İkincisi, öğrenci gençlik içine itildiği geleceksizlik ve onursuz bir yaşamı reddetmektedir. Ve Denizlerin anma-eylemlerine katılımdaki yoğunlukta da görüleceği üzere Denizleri, Mahirleri, İboları kendisine giderek daha fazla örnek almaya başlamaktadır. Onurlu ve özgür bir geleceği emekçi halkla birlikte ve onun içinde bir “Dev-Genç”li olarak mücadele ederek kazanacağına dair umutları güçlenen bir kesim giderek artmaktadır.
Ve son olarak, 1 Mayıs meydanlarındaki örgütlü katılım her ne kadar artış göstermiş olsa da toplam öğrenci gençlik sayısı içerisinde bu oran son derece cılız görünmektedir. Örneğin Ankara`da ODTÜ, Hacettepe ve “DTCF öğrencileri” gibi imzalarla alana gelen üniversitelilerin sayısı 1000`i aşarken (buna dağınık bir şekilde gelen binlerce liseli ve üniversiteli dahil değildir) bağımsız gençlik örgütlenmelerinin bu kitleler için halen yeterince çekim merkezi olamadığı aşikardır.
Böylesi bir atmosferde ülke çapında 2000`den fazla bir sayıyla pek çok ilde birden “Tek Yol Devrim” diyerek alanlara çıkan Öğrenci Kolektifleri en kitlesel ve bağımsız üniversiteli kitle örgütü olarak üniversiteli gençliğin bağımsız örgütlenmesi açısından önemli bir yerde durmaktadır. Liselilerin üniversitelilere nazaran pek çok yerde daha kitlesel olmaları hem bugün hem de gelecek açısından gençlik mücadelesi ve toplumsal muhalefetin gelişimi için umut vericidir. “Liselilerin muhafazakârlaştığı” yönünde ve belirli bir gerçekliği de yansıtan haberlere karşı liselilerdeki bu dinamizm kuşku yok ki devrimci bir politika etrafında piyasacılığa ve gericiliğe karşı en önemli dayanaklardan birisidir. Yeter ki liseliler kendi sorunları etrafında kitlesel örgütlenmelerini güçlendirebilsin, ülkesinin, okulunun ve mahallesinin sorunlarına devrimci müdahale olanaklarını çoğaltabilsin. Bu noktada Liseli Genç Umut, AKP`nin piyasacı-gerici-yozlaştırıcı politikalarına karşı yükselttiği red bayrağıyla, kitlesel örgütlenme ve hareket tarzıyla liselilerin örgütlü gücü olarak giderek daha fazla kendisini göstermektedir. Alanlara taşıdığı binlerce liseli de bunun bir göstergesidir.

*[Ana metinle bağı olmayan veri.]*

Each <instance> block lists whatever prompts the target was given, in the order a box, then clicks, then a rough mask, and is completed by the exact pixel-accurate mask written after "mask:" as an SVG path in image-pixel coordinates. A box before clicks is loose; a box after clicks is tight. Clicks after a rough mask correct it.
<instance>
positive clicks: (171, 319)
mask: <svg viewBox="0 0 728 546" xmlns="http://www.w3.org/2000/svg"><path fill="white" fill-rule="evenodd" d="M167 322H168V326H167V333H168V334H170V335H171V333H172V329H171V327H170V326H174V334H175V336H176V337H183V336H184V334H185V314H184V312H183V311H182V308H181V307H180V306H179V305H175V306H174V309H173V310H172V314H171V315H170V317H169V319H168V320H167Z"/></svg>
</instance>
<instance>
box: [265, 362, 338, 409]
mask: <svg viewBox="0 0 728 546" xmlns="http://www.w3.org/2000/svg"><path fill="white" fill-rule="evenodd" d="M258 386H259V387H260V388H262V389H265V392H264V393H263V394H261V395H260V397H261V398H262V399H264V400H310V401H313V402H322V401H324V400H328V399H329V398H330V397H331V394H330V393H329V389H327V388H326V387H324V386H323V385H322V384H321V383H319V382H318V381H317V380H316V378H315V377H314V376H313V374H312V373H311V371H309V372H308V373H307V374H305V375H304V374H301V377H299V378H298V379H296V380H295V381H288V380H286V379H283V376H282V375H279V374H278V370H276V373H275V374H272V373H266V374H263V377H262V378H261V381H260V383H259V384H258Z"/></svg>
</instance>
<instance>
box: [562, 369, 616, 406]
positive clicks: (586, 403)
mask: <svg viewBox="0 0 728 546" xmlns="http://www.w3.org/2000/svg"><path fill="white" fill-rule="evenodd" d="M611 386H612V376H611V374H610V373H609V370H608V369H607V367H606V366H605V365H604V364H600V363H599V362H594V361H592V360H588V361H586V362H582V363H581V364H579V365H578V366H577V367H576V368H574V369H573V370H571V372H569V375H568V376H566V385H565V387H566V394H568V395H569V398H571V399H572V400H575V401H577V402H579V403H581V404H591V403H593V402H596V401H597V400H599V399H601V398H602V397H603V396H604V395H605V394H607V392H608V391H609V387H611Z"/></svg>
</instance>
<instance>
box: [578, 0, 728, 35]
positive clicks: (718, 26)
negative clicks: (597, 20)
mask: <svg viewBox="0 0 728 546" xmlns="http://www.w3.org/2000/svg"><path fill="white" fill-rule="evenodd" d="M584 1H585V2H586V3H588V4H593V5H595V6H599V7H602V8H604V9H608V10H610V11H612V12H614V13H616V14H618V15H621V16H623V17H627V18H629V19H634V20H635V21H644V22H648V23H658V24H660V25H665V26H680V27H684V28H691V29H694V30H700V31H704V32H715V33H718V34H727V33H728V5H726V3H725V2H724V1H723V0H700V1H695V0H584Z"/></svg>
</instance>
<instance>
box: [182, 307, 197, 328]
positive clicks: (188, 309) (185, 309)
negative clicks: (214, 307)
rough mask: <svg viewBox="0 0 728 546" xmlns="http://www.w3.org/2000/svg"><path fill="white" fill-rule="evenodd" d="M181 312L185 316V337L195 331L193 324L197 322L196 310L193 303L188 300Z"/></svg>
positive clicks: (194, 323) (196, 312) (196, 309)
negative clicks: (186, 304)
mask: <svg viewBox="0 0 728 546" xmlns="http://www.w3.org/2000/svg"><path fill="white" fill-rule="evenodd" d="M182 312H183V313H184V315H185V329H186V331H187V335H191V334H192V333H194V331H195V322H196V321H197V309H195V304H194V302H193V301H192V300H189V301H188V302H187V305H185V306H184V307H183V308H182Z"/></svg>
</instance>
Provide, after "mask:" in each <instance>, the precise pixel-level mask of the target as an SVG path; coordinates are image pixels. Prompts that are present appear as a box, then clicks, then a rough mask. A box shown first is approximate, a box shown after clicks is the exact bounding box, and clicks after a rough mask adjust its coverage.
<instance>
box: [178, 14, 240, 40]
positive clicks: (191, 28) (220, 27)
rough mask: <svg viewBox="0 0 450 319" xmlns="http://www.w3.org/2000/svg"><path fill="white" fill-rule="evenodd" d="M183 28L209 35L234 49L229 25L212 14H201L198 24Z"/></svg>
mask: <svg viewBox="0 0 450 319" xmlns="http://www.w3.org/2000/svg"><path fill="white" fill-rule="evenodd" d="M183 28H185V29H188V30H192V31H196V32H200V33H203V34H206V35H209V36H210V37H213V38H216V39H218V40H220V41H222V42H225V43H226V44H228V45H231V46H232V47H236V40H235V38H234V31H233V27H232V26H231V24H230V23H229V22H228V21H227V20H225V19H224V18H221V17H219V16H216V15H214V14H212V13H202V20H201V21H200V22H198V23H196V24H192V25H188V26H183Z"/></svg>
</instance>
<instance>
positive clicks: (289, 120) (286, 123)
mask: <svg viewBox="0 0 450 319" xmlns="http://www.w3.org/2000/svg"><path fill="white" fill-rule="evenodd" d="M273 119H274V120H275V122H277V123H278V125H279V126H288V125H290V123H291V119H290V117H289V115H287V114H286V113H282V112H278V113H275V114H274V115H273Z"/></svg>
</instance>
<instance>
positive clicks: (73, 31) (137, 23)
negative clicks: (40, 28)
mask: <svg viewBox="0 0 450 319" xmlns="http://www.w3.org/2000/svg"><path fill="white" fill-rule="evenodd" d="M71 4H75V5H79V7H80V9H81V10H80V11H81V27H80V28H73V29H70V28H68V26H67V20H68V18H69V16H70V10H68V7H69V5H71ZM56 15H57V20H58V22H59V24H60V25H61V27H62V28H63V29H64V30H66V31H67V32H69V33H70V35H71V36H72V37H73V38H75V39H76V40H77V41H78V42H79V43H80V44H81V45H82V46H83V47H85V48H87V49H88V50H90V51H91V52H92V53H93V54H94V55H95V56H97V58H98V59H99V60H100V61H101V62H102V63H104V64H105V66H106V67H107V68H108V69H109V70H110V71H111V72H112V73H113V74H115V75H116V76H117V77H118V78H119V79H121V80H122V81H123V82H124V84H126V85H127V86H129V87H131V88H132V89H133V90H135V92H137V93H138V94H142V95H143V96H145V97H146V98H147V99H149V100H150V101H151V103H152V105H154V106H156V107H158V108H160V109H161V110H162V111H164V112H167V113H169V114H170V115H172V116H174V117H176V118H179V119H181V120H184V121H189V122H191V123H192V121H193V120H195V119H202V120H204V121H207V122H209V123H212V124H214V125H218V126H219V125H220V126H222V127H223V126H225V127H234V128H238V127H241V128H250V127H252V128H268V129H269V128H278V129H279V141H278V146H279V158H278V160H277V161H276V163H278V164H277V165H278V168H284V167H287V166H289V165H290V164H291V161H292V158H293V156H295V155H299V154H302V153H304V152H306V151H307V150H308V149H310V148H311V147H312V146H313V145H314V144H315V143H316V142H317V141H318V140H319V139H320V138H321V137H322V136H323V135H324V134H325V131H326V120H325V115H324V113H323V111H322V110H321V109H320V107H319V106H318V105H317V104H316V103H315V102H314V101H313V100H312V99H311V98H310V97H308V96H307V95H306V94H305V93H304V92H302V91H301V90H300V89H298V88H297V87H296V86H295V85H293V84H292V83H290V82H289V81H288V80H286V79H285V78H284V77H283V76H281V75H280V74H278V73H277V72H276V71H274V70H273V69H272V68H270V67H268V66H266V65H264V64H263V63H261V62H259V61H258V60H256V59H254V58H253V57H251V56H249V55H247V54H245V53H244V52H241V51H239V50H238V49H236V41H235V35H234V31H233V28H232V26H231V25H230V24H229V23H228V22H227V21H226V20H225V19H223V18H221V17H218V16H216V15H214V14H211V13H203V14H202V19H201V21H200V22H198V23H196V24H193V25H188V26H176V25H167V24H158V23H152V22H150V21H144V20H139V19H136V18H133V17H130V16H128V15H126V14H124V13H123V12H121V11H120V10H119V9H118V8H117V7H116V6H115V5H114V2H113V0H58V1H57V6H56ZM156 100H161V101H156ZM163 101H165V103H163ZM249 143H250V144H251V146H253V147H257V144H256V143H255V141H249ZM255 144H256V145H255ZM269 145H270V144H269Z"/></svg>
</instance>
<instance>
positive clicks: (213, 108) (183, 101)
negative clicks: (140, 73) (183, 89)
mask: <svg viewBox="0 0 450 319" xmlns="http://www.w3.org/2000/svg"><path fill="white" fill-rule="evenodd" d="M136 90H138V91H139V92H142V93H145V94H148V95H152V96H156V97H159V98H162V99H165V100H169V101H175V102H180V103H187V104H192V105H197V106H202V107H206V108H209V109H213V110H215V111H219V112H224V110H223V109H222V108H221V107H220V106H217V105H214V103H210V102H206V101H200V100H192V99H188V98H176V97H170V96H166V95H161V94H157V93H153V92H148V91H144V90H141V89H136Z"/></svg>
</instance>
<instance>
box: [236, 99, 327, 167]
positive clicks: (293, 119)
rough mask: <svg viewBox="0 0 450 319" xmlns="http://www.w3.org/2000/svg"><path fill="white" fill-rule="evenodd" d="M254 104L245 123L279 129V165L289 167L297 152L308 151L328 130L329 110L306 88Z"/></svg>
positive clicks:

Sonuç olarak, şimdi bütün devrimci emek örgütlerine, sol güçlere, gençlik örgütlerine düşen en önemli görev krizin yarattığı yıkıma, işten atılmalara, piyasalaştırma ve gericiliğe karşı 1 Mayıs kararlılığıyla mücadeleyi güçlendirerek devam etmektir. Gençlik her zaman olduğu gibi “Dev-Genç” iradesiyle bu kavgada yerini aldığını ve alacağını göstermiştir. Denizler için dört bir yerde yapılan anma-yürüyüşler ve elbette ki Mersin`li liman işçilerinin direnişine destek veren Mersin Öğrenci Kolektifleri`nin polisin baskılarına karşı işçilerle birlikte direnerek göstediği tavır örnek niteliktedir.